XGBoosting Home | About | Contact | Examples

How to Use XGBoost EvaluationMonitor Callback

The EvaluationMonitor callback in XGBoost provides a convenient way to monitor the performance of your model during training.

By using this callback, you can track evaluation metrics on both training and validation sets.

In this example, we’ll demonstrate how to use the EvaluationMonitor callback to monitor the training progress.

from sklearn.datasets import make_regression
from sklearn.model_selection import train_test_split
from sklearn.metrics import root_mean_squared_error
import xgboost as xgb

# Prepare dataset
X, y = make_regression(n_samples=1000, n_features=10, noise=0.1, random_state=42)

# Split dataset into train and validation sets
X_train, X_val, y_train, y_val = train_test_split(X, y, test_size=0.2, random_state=42)

# Define model parameters
params = {
    "objective": "reg:squarederror",
    "learning_rate": 0.1,
    "max_depth": 3,
    "subsample": 0.8,
    "colsample_bytree": 0.8,
}

# Prepare data
dtrain = xgb.DMatrix(X_train, label=y_train)
dval = xgb.DMatrix(X_val, label=y_val)

# Define evaluation sets
eval_sets = [(dtrain, "train"), (dval, "validation")]

# Create EvaluationMonitor callback
eval_monitor = xgb.callback.EvaluationMonitor()

# Train the model with the callback
model = xgb.train(
    params,
    dtrain,
    num_boost_round=1000,
    evals=eval_sets,
    callbacks=[eval_monitor],
)

# Make predictions on the validation set
y_pred = model.predict(dval)

# Calculate RMSE
rmse = root_mean_squared_error(y_val, y_pred)
print(f"Validation RMSE: {rmse:.4f}")

In this example, we first prepare a sample dataset using make_regression from scikit-learn and split it into training and validation sets. We then define the XGBoost model parameters and create DMatrix objects for the training and validation data.

Next, we define the evaluation sets as a list of tuples, where each tuple contains a DMatrix object and a string identifier (e.g., “train” or “validation”).

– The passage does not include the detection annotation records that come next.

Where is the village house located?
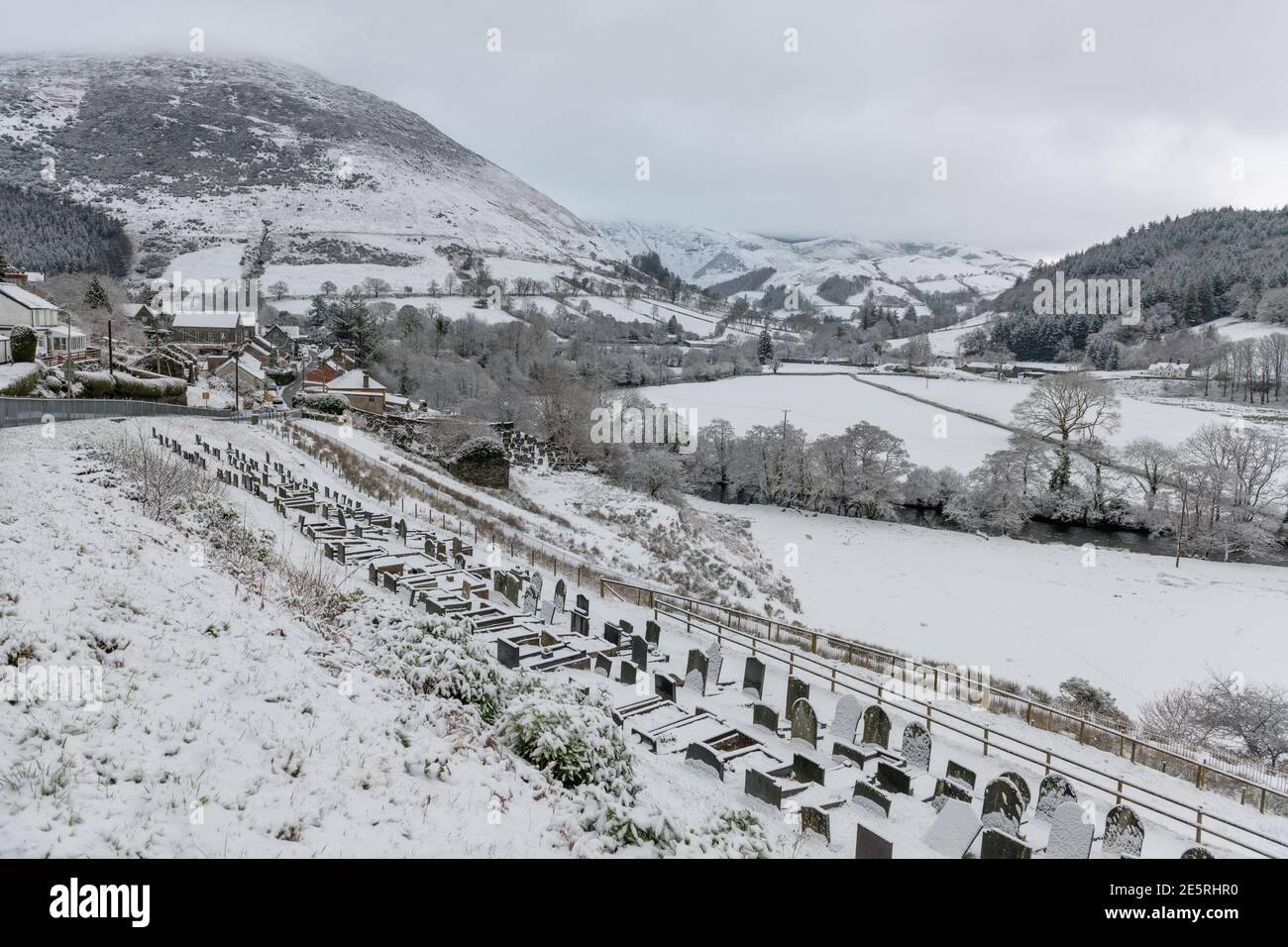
[170,310,257,348]
[265,325,303,359]
[317,368,387,415]
[211,355,277,397]
[1145,362,1190,377]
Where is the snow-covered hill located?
[0,55,623,291]
[595,220,1031,296]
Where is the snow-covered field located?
[639,365,1267,472]
[710,501,1288,710]
[639,366,1008,471]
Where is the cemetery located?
[143,428,1288,860]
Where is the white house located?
[313,368,387,415]
[0,282,61,330]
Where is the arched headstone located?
[1035,773,1078,822]
[901,720,930,772]
[832,693,863,743]
[980,777,1024,835]
[786,676,808,716]
[1100,805,1145,856]
[707,642,724,686]
[791,697,818,747]
[1047,802,1096,858]
[863,703,890,747]
[1000,771,1033,811]
[684,648,707,694]
[742,657,765,701]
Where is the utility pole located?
[1176,480,1190,569]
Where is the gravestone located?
[999,771,1033,813]
[1034,773,1078,822]
[944,760,975,789]
[921,798,980,858]
[832,693,863,743]
[802,805,832,841]
[930,780,971,811]
[684,742,724,783]
[785,676,808,716]
[653,674,675,703]
[854,823,894,860]
[742,657,765,701]
[751,703,778,733]
[851,780,890,818]
[901,720,930,772]
[862,703,890,747]
[877,760,912,796]
[983,777,1024,835]
[793,753,827,786]
[684,648,707,694]
[790,697,818,747]
[1047,802,1096,860]
[631,635,648,672]
[979,827,1033,858]
[707,642,724,688]
[644,618,662,648]
[1100,805,1145,858]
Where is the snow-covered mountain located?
[595,220,1031,296]
[0,55,612,291]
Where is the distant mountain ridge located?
[0,55,612,282]
[593,220,1031,303]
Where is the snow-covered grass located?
[0,419,799,857]
[695,500,1288,710]
[639,366,1008,471]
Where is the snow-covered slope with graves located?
[0,54,610,292]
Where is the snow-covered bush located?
[292,394,349,415]
[381,618,506,723]
[0,362,40,398]
[76,371,116,398]
[497,689,635,796]
[451,437,505,464]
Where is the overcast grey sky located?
[0,0,1288,257]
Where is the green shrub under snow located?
[291,394,349,415]
[383,618,505,723]
[574,789,769,858]
[497,688,635,796]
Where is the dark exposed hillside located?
[992,207,1288,368]
[0,183,130,275]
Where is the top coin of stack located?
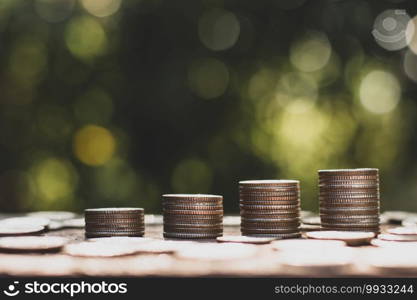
[162,194,223,239]
[318,169,380,233]
[239,180,300,238]
[85,208,145,238]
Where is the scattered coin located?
[0,224,45,236]
[217,235,275,244]
[382,211,415,225]
[301,216,321,225]
[63,242,137,257]
[0,217,49,228]
[0,236,67,252]
[176,243,258,261]
[280,246,353,274]
[271,239,346,251]
[27,211,77,221]
[378,233,417,242]
[306,231,375,246]
[401,216,417,227]
[387,227,417,238]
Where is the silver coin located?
[27,211,77,221]
[217,235,275,244]
[0,236,68,252]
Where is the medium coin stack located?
[84,208,145,238]
[162,194,223,239]
[239,180,301,238]
[318,169,380,233]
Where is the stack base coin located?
[0,236,67,252]
[162,194,223,239]
[239,180,301,239]
[318,169,380,233]
[85,208,145,238]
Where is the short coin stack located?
[85,208,145,238]
[239,180,301,238]
[318,169,380,233]
[162,194,223,239]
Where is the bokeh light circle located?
[359,70,401,114]
[74,125,116,166]
[34,0,75,23]
[372,9,414,51]
[81,0,122,17]
[290,31,332,72]
[65,16,108,60]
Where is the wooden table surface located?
[0,216,417,277]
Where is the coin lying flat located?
[27,211,77,221]
[301,217,321,225]
[382,211,413,224]
[378,233,417,242]
[242,232,301,239]
[0,217,50,227]
[401,216,417,227]
[217,235,275,244]
[62,218,85,228]
[0,236,67,252]
[0,224,45,236]
[163,231,221,239]
[271,239,346,251]
[176,243,258,261]
[387,227,417,238]
[280,247,353,274]
[306,231,375,246]
[63,242,137,257]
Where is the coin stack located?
[239,180,301,238]
[162,194,223,239]
[84,208,145,238]
[318,169,379,233]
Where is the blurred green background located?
[0,0,417,213]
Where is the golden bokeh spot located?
[290,31,332,72]
[31,157,78,203]
[74,125,116,166]
[65,16,108,60]
[359,70,401,114]
[81,0,122,17]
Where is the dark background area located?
[0,0,417,213]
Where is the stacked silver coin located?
[239,180,301,238]
[318,169,380,233]
[84,208,145,238]
[162,194,223,239]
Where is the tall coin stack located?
[318,169,380,233]
[162,194,223,239]
[239,180,301,238]
[84,208,145,238]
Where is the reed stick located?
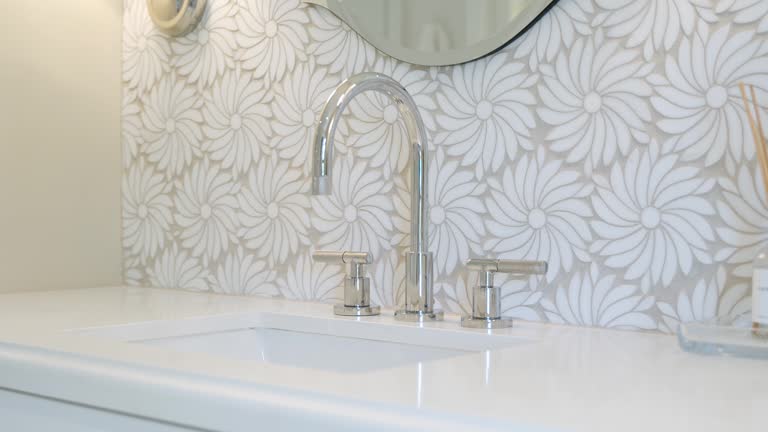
[739,83,768,195]
[749,84,768,154]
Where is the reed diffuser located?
[739,83,768,337]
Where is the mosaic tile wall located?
[123,0,768,331]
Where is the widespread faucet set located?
[312,73,547,329]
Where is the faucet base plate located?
[395,309,443,322]
[461,315,512,330]
[333,304,381,316]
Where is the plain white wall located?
[0,0,122,292]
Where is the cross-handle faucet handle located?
[461,258,548,329]
[312,251,381,316]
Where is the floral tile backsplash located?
[122,0,768,331]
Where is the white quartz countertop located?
[0,287,768,432]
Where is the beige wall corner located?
[0,0,123,292]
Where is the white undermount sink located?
[77,313,530,373]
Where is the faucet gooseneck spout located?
[312,73,443,321]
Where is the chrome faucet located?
[312,73,443,322]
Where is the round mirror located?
[304,0,558,66]
[147,0,206,36]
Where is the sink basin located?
[78,312,528,373]
[139,328,468,373]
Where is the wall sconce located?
[147,0,207,36]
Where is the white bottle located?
[752,247,768,334]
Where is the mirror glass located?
[304,0,557,66]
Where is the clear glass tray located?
[677,312,768,360]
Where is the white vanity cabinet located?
[0,390,194,432]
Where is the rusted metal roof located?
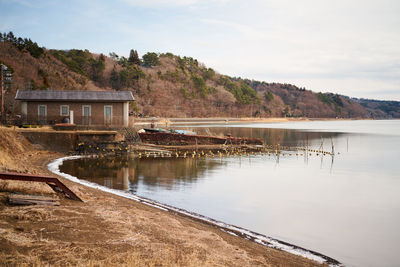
[15,90,135,102]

We create an instance of the EvaluationMonitor callback, using the default parameter values that will report the metric performance on each evaluation dataset each algorithm iteration.

Finally, we train the XGBoost model using xgb.train(), passing the model parameters, training data, number of boosting rounds, evaluation sets, and the EvaluationMonitor callback. During training, the callback will print the evaluation metrics for each round.

After training, we make predictions on the validation set and calculate the RMSE to assess the model’s performance.

By using the EvaluationMonitor callback, you can easily monitor the performance of your XGBoost model during training, ultimately helping you build better-performing models.